Foundry cost attribution is account-level too, so tracking spend per project requires manual tagging or custom reporting. Something to budget for if you need per-client cost breakdowns.

A project is a use case, not a business unit. Sibling projects in the same BU share the account, the network posture, the APIM gateway, and the BYO data tier. Different BUs get different accounts with hard network and identity boundaries.

RBAC – blast radius by design

Foundry RBAC splits into two tiers: account-level roles for portal visibility and API access, and project-level roles for data-plane access to BYO dependencies.

Account-level has two roles, both scoped to the Foundry account:

  • Reader – needed for portal visibility. Developers building agents need this on the account scope even if they have Foundry User on the project. Missing this is a common “I can’t see anything in the portal” issue.
  • Foundry User on the account scope – API-level access for calling models directly (not through APIM). The RBAC docs caution against using Cognitive Services roles for Foundry because they don’t apply to Foundry scenarios.
resource rbacFoundryAccountReader 'Microsoft.Authorization/roleAssignments@2022-04-01' = [
  for principalId in accountReaderPrincipalIds: {
    name: guid(foundryAccount.id, principalId, roleDefinitions('Reader').id)
    scope: foundryAccount
    properties: {
      roleDefinitionId: roleDefinitions('Reader').id
      principalId: principalId
      principalType: accountReaderPrincipalType
    }
  }
]
BICEP

Project-level – the project’s system-assigned managed identity gets scoped roles on each BYO dependency. The dependsOn block in the capability host shows the assignment:

resource projectCapabilityHost 'Microsoft.CognitiveServices/accounts/projects/capabilityHosts@2025-04-01-preview' = {
  parent: foundryProject
  name: '${projectName}-caphost'
  properties: {
    capabilityHostKind: 'Agents'
    vectorStoreConnections: [searchConnectionName]
    threadStorageConnections: [cosmosConnectionName]
    storageConnections: [storageConnectionName]
  }
  dependsOn: [
    storageConnection
    cosmosConnection
    searchConnection
    rbacStorageBlob          // Storage Blob Data Owner
    rbacStorageAccountContributor  // Storage Account Contributor
    rbacCosmosOperator       // Cosmos DB Operator
    rbacCosmosDataContributor // Cosmos DB Built-in Data Contributor
    rbacSearchIndexData      // Search Index Data Contributor
    rbacSearchServiceContrib // Search Service Contributor
  ]
}
BICEP

Each role is scoped to the individual resource: Storage, Cosmos, or Search. Nothing cascades to sibling projects or other BUs.

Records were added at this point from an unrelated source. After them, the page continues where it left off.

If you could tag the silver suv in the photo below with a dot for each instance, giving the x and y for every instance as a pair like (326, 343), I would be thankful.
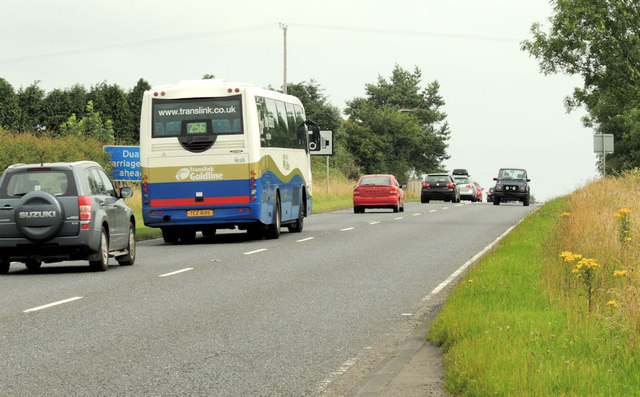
(64, 211)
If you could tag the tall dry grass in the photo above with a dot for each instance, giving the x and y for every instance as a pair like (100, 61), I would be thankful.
(602, 222)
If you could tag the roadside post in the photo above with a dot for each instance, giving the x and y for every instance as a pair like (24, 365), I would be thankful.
(603, 144)
(323, 147)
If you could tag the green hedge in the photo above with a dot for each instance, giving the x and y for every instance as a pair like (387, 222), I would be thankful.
(28, 148)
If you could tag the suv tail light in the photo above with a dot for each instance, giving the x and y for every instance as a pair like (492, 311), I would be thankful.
(84, 206)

User access needs two roles. Foundry User assigned by role GUID (53ca6127-db72-4b80-b1b0-d745d6d5456d) on the project scope for building agents, and Reader on the account scope for portal visibility. Assign by GUID, not display name, because Microsoft renamed these roles recently and broke a lot of people’s assignments where they relied on role name over GUID. Also, the docs recommend using GUIDs for this reason.

resource rbacHumanFoundryUser 'Microsoft.Authorization/roleAssignments@2022-04-01' = [
  for principalId in foundryUserPrincipalIds: {
    name: guid(foundryProject.id, principalId, foundryUserRoleId)
    scope: foundryProject
    properties: {
      roleDefinitionId: subscriptionResourceId('Microsoft.Authorization/roleDefinitions', foundryUserRoleId)
      principalId: principalId
      principalType: foundryUserPrincipalType
    }
  }
]
BICEP

The blast radius is controlled: a compromised project MI can only reach its own Storage containers, Cosmos database, and Search index. It can’t read the account, can’t reach sibling projects, and can’t escalate roles. That’s a benefit of one account per BU with project-scoped RBAC, least privilege by design.

Finishing up

I hope you found this useful. I wanted to write up the insights and learnings from deploying and configuring the new Microsoft Foundry experience with APIM in front of it, given how confusing the Foundry rollout has been.

I’m planning a follow-up post covering APIM as your AI gateway in front of Foundry in more detail – custom metrics, logging, token limits, rate limiting, and circuit breakers.